A faint breath escapes Eroan as his eyes flutter open. The world feels blurry, as if someone smeared the edges of reality with trembling hands. For a moment, he doesn’t move, still lying where he fell. His chest rises and falls slowly, painfully, each inhale fighting its way back into his lungs.
“Aagh!… what happened to me?” he mutters tiredly, placing his palm on his forehead.
As he recalls everything, his eyes widen, frozen like a statue. Pain kicks in. He gradually pushes himself up. The pavement beneath him is cold. His fingers brush against dust, gravel, and the dried smear of blood on his sleeve.
A few images strike him—
flashes of red, screams with no mouths, bones collapsing, someone nailed to a cross wearing a hollow smile as if
the memories hit him as if they were his own—too vivid, too real.
His heartbeat spikes. Shock steals his breath, and he starts suffocating. After a moment of restless patting on his chest, the panic finally fades. He sits there for a while, waiting for something only he knows. Eroan looking at his broken watch, nodding his head while slightly smiling "Huh! What's wrong with me? Even at this moment I'm still thinking about her". Said in disbelief.

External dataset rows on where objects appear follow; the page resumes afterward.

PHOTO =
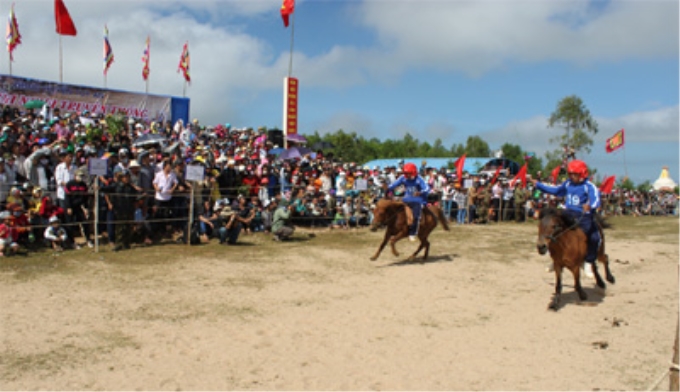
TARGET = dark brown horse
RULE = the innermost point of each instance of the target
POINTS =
(559, 234)
(393, 214)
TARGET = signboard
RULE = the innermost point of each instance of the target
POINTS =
(16, 91)
(195, 173)
(97, 167)
(290, 112)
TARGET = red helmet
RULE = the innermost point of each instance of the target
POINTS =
(411, 169)
(578, 167)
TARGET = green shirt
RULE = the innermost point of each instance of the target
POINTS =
(281, 215)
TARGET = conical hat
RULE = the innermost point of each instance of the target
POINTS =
(664, 182)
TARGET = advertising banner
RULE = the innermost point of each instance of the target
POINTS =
(615, 142)
(16, 91)
(290, 112)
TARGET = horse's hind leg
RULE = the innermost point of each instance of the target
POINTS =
(420, 247)
(555, 301)
(427, 250)
(604, 259)
(381, 247)
(598, 278)
(576, 271)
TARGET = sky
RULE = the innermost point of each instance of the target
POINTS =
(444, 69)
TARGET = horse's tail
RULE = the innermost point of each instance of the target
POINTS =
(442, 219)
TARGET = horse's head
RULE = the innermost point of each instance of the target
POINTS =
(550, 223)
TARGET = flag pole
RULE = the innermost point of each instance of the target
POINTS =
(625, 167)
(61, 74)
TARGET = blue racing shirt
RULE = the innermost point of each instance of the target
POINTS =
(417, 184)
(575, 195)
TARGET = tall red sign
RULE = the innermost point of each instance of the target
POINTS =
(290, 109)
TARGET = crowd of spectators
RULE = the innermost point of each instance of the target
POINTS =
(47, 194)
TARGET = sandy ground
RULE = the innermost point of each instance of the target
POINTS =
(316, 314)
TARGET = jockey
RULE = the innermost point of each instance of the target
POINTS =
(415, 195)
(582, 199)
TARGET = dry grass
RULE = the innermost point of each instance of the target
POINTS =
(258, 249)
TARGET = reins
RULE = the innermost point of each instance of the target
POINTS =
(555, 236)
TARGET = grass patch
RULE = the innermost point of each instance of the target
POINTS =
(15, 365)
(181, 312)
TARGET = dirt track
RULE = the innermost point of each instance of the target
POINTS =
(316, 314)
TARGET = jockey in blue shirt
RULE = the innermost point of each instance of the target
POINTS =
(415, 194)
(582, 199)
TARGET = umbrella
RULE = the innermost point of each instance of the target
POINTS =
(294, 137)
(171, 148)
(34, 104)
(148, 139)
(294, 152)
(322, 145)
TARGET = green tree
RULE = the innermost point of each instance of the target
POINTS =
(626, 183)
(475, 146)
(573, 116)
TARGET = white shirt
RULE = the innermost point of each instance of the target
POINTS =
(62, 175)
(165, 184)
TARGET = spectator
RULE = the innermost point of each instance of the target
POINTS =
(281, 229)
(56, 235)
(7, 245)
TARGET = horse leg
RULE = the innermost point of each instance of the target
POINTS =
(598, 279)
(576, 271)
(555, 302)
(382, 246)
(427, 249)
(420, 247)
(604, 259)
(396, 238)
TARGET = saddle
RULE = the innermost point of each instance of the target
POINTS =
(409, 213)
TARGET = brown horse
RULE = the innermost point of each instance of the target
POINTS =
(393, 214)
(559, 234)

The mansion gates creaked open as the group stepped out - Crest leading casually, Kause walking beside him, and two others following with quiet, uneasy steps.
As they entered the forest, The late-evening air felt heavier -thick, like it was waiting for something
They moved down the stone path, scanning their surroundings. One of the men suddenly froze, pointing toward a metal pole at the edge of the walkway.
A *caution sign* hung there, swaying slightly in the breeze.
“Hey… what’s that?” he asked, voice trembling just a bit.
Crest barely glanced at it.
“Relax. Probably nothing serious,” he said, waving it off.
Kause’s eyes flicked toward the sign for a second longer than necessary but he said nothing.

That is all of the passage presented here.